Along with DJ Jason Sanders, the pair have been throwing parties under the Uma Nota name every two months at the Gladstone Hotel since 2007. These raucous performances feature at least one live, typically percussion-heavy act, including many of the city’s Brazilian troupes, and one guest DJ playing groove-based tunes in various genres.
Many of those playing and attending the shows are local Brazilians, but just as many – like Rothman and Bordokas – are people from around the world that have simply chosen to embrace the vibrant musical culture. “We keep growing and it keeps working,” says Rothman. “We thought, ‘Where do we go next?'”

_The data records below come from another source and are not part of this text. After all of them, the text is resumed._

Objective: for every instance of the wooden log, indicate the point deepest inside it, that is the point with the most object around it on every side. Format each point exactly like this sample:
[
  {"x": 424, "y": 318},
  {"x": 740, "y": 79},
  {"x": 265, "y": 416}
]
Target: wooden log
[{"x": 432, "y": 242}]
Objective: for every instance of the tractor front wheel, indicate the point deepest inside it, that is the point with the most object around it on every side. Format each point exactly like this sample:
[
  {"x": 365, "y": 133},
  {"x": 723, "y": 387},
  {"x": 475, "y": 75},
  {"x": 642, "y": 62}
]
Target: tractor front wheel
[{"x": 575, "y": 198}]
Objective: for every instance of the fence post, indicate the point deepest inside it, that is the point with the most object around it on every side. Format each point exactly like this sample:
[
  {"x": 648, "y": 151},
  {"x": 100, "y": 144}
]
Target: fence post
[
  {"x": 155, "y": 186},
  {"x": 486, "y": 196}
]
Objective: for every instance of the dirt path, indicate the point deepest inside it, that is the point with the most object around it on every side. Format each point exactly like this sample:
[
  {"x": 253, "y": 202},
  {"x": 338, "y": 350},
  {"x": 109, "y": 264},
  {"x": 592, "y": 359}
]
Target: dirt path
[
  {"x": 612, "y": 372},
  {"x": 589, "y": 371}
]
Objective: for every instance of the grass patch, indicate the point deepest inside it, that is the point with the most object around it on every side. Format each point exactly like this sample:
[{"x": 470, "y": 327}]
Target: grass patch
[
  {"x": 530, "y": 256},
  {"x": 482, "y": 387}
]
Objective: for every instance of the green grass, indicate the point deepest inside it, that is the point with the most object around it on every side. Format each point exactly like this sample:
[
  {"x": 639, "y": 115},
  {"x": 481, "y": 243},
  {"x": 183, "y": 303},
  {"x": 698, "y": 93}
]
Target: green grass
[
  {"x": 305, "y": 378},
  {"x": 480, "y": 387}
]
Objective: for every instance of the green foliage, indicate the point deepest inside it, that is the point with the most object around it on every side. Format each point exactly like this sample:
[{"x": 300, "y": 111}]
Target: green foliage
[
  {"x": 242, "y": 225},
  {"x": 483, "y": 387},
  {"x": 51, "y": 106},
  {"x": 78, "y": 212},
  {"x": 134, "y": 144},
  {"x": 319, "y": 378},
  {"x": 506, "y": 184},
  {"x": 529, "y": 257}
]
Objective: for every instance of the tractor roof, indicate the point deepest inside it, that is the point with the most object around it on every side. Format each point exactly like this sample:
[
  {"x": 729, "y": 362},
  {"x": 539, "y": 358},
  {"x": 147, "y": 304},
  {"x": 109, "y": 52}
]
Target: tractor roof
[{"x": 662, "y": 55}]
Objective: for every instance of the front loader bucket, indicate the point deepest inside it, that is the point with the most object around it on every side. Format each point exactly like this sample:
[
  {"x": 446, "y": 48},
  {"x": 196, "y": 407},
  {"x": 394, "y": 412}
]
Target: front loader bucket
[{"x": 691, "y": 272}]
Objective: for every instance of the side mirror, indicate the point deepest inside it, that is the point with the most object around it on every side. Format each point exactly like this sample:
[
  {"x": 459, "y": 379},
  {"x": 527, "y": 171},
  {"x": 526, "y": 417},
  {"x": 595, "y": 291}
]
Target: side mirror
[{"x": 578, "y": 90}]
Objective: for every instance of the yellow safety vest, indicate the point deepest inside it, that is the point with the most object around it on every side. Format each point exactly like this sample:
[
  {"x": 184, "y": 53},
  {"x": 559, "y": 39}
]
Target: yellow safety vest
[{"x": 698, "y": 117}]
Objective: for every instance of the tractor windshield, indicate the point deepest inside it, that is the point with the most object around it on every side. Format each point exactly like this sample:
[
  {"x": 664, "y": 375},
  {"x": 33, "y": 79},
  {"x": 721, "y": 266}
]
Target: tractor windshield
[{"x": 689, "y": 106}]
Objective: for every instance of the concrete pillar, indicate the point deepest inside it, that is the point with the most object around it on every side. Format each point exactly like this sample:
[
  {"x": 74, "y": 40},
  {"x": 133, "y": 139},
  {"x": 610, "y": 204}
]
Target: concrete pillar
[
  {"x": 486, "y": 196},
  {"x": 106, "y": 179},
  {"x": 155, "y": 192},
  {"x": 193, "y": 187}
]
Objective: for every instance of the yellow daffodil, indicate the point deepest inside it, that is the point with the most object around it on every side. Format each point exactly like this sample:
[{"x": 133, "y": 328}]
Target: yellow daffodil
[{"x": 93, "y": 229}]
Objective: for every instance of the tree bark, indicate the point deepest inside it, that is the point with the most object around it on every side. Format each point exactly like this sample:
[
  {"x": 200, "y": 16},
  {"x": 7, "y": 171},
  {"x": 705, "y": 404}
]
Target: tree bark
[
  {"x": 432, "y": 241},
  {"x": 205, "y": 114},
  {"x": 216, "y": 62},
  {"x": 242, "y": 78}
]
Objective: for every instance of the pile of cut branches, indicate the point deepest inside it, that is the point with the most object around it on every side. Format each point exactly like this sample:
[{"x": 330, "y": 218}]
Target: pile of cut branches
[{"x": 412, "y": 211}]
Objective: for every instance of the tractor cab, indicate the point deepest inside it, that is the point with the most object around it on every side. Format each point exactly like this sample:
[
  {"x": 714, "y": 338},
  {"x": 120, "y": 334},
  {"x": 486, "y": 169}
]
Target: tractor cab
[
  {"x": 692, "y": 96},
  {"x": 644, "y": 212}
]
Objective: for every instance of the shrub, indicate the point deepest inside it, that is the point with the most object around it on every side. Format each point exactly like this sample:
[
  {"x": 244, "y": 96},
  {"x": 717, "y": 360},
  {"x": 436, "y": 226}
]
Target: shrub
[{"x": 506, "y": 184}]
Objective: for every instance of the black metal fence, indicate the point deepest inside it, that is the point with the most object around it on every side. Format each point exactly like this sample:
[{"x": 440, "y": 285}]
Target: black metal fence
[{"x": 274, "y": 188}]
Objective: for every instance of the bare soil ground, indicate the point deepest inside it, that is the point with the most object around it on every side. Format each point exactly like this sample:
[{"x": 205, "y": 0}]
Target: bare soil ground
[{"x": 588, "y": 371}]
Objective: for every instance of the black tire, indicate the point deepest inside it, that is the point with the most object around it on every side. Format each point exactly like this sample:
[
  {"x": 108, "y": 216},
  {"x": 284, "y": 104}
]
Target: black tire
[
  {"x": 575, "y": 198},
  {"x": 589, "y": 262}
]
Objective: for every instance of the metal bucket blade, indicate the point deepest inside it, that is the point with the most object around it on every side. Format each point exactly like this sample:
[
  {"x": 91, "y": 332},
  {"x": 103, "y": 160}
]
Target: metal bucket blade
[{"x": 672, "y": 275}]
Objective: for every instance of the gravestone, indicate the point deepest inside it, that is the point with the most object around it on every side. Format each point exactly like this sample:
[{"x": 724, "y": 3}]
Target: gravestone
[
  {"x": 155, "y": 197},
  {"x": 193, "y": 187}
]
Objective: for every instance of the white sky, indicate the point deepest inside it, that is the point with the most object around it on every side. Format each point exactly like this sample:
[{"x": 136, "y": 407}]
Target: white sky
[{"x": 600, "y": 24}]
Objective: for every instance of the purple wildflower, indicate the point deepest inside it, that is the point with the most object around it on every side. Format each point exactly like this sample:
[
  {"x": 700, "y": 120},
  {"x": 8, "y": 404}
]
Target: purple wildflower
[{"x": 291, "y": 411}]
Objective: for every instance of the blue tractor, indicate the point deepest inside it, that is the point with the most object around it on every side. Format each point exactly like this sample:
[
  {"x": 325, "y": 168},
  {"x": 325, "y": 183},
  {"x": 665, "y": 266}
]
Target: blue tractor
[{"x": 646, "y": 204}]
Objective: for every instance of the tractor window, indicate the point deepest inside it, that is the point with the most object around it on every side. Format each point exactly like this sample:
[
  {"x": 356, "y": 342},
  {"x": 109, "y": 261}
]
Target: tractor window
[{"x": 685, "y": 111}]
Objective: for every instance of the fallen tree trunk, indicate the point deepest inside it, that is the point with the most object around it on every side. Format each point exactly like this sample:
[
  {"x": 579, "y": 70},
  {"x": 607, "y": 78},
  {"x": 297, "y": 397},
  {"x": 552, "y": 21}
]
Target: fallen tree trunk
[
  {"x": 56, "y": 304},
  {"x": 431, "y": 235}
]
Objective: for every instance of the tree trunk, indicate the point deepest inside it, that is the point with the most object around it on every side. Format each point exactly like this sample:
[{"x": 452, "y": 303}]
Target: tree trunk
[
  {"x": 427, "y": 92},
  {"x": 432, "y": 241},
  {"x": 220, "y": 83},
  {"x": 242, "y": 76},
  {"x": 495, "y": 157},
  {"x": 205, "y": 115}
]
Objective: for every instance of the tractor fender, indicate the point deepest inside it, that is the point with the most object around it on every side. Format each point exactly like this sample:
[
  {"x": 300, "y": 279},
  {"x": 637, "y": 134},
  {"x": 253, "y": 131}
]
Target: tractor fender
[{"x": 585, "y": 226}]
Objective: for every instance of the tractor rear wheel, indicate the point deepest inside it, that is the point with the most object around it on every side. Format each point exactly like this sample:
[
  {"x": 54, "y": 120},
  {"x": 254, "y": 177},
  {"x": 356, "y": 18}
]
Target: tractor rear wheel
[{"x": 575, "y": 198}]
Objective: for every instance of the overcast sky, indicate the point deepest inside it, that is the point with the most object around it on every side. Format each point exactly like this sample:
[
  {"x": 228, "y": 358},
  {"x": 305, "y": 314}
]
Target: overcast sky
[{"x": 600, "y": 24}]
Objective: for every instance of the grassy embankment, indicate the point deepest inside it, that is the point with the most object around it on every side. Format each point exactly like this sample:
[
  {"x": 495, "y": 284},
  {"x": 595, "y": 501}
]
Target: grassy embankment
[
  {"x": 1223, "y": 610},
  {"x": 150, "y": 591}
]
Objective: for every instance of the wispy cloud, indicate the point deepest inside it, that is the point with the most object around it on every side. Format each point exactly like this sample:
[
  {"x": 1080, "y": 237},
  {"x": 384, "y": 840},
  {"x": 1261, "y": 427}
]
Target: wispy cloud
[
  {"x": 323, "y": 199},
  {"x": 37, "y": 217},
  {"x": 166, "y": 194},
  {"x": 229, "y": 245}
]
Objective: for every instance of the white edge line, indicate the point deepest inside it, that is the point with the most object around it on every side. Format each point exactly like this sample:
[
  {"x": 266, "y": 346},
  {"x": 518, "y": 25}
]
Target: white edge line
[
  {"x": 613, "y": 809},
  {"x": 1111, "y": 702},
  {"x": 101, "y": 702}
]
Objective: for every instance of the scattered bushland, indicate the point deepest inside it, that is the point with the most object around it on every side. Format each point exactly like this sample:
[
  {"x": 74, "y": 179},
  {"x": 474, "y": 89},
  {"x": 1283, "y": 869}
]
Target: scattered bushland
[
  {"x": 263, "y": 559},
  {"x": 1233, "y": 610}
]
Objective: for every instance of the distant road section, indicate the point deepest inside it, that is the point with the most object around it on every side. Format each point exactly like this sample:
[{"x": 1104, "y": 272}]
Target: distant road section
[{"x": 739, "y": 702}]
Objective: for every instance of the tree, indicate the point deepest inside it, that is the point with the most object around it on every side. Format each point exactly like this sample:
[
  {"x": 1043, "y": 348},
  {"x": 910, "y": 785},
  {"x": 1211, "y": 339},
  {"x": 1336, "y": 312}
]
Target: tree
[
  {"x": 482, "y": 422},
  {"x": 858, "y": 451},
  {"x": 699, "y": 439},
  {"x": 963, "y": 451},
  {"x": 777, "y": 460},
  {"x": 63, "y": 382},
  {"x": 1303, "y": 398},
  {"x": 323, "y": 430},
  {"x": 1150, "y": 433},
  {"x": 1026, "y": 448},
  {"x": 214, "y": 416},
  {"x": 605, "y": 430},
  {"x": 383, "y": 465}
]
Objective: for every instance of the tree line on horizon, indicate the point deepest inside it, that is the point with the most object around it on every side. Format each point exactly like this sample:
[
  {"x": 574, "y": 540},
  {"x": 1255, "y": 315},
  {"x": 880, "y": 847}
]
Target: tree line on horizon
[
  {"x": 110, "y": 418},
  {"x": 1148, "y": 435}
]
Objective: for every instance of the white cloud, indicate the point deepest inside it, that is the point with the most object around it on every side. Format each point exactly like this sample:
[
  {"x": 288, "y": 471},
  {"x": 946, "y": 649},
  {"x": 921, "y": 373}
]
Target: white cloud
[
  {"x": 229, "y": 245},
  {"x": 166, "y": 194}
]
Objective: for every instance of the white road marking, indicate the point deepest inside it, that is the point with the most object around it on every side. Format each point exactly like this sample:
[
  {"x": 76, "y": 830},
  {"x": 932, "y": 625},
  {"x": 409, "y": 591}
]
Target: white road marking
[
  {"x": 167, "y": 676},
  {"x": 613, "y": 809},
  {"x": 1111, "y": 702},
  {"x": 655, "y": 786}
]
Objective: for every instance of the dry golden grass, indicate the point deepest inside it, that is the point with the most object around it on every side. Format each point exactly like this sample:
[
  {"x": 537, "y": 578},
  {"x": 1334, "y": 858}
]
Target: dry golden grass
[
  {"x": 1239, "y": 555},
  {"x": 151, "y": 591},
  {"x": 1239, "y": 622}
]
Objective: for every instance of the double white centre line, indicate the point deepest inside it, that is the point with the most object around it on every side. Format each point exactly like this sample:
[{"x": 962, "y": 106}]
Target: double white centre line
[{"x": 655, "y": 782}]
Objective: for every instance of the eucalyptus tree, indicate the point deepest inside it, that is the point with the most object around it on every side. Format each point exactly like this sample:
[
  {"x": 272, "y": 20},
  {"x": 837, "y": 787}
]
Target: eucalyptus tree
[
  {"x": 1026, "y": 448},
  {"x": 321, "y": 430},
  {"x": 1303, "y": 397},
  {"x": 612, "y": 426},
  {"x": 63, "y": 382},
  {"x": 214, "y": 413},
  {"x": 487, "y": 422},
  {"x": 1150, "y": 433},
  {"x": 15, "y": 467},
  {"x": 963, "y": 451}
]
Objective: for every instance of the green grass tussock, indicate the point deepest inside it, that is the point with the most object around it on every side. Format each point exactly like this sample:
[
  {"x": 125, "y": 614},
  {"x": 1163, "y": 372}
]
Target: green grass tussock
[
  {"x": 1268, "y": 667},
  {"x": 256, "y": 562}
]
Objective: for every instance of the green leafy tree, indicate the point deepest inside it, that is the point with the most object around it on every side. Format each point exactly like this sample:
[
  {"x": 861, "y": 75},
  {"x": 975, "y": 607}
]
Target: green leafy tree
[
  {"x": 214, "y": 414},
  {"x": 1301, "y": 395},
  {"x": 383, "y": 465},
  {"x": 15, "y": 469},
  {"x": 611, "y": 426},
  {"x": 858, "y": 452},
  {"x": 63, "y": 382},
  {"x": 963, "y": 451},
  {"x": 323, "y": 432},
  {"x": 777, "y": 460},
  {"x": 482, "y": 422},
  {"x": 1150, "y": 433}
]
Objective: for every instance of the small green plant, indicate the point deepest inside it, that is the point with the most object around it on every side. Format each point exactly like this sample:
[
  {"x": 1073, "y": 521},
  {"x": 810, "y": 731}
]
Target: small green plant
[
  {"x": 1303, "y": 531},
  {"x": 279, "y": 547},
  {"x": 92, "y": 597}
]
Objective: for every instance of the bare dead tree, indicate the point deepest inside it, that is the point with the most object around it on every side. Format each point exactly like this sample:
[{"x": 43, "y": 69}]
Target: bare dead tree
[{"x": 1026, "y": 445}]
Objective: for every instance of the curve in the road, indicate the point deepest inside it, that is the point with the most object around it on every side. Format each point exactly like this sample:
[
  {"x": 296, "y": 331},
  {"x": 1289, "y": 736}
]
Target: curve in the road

This festival builds on the success of those events and will also include film screenings, workshops, talks, and traditional Brazilian food and drink. Friday night’s live music showcase will feature Samba Elégua in collaboration with a host of other musicians. The percussion band features up to 30 drummers, and pounds out the tropical beat Uma Nota has become known for. Montreal’s MC Boogat headlines Saturday’s world electro dance party, and Sunday features a more rootsy vibe, with Maria Bonita and the Band and Tropicalia.
“Whatever we do, there’s Afro-Brazilian swing in the mix,” says Bordokas. He smiles: “It’s got that swing, that groove, that raw feeling. Close your eyes and imagine that warm kiss at the end of the best night. That’s Uma Nota.”